I exist there. On the very, very pinnacle of the central column. My friends, family, the businesses I drink coffee at, the car I’m driving, the hotels, vacations, Christmases, movie theaters, restaurants, everything I’ve ever experienced – they all do too. My entire life had taken place in the thin atmosphere above the clouds of extreme prestige. I had absolutely no idea what the world was like. If you’ve never thought about that, let it sink in for a moment. The artificial sphere we live in and all the layers inside – upper-income, middle class, blue-collar, rich, poor, homeless – nearly all take place in another much greater sphere in which we are at the top. Like a tiny planet in a gargantuan solar system. It really rocked 18-year old Zach (actually, it was Zac back then) and it still does.

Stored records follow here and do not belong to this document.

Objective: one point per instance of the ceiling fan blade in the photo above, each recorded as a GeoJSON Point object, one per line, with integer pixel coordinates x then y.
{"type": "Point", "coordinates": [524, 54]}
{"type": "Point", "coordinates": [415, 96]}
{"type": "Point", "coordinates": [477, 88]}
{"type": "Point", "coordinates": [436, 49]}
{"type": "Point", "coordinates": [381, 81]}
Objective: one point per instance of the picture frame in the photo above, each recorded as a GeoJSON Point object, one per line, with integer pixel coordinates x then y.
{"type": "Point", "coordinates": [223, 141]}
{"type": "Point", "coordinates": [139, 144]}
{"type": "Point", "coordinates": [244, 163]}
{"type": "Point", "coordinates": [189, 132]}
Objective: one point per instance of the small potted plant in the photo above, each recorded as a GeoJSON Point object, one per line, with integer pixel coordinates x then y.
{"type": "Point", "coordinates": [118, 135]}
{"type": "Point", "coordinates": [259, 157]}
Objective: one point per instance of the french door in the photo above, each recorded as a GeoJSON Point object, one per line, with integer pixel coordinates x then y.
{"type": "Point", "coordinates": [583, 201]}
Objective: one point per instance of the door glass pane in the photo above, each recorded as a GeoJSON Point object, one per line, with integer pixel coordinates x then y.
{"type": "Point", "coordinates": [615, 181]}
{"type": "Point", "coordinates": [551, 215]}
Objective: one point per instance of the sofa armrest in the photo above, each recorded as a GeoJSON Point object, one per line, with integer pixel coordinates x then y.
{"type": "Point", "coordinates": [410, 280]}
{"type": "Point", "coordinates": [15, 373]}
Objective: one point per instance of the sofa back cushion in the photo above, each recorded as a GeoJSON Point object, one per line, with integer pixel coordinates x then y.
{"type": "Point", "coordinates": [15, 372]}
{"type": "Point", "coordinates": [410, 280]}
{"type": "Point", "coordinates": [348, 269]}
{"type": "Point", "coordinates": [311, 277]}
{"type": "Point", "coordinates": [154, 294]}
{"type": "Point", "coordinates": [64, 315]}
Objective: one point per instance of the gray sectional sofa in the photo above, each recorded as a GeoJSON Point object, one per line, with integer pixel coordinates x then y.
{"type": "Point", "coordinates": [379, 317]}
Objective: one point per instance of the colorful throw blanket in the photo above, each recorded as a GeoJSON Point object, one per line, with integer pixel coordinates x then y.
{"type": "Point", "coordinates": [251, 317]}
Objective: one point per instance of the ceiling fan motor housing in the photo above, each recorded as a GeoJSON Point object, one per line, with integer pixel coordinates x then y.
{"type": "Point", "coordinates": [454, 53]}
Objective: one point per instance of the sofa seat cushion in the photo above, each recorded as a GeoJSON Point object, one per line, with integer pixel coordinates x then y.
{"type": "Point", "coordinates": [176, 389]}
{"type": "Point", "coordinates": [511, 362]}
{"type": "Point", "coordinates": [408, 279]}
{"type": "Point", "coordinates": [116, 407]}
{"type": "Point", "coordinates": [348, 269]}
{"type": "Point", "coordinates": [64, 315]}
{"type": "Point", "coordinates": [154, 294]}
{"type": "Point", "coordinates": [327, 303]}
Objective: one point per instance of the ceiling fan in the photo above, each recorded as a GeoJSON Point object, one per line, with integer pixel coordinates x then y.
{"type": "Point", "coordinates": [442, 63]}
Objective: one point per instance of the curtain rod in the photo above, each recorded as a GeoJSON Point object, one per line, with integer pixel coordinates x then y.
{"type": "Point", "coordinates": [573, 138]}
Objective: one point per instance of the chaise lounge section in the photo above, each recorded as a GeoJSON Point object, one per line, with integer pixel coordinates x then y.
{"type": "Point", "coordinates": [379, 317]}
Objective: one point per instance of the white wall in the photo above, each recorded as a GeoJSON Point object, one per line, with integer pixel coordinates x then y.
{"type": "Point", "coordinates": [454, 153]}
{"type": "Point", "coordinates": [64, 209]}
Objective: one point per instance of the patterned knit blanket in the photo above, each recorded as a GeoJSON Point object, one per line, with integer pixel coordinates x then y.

Perhaps even more significant is the spiritual journey I’m on. Being raised in a house that faith was important, I’ve always been curious what the limits are. It’s easy to be a Christian when I get a great rate on my mortgage or when I’m the last one picked for free Chik-Fil-A, but what does it look like when it’s more difficult? Can we go deeper? Many Christians are quick to quote heroes of the faith, or Instagram a well-filtered inspirational verse pic (for the record, I’m against neither and have done both), but how many will actually step push the limits? Matthew 14 tells a story about a guy who jumped out of boat to see if Jesus could save him. Some people might say it was reckless, but it’s always made sense to me a weird way. I could see myself trying that. My friend Bottles introduced me to a quote I’ve pondered frequently:

A ship is safe in harbor, but that’s not what ships are for. -John Shedd

I don’t reach the end of life on a gleaming, unused galleon, or be laid to rest in a spotless skyscraper I’ve never stepped foot out of. Doesn’t that sound awful? It does to me.

So what’s pushing me to Liberia? Not sure entirely, but I guess the question for me now is, what’s keeping me away?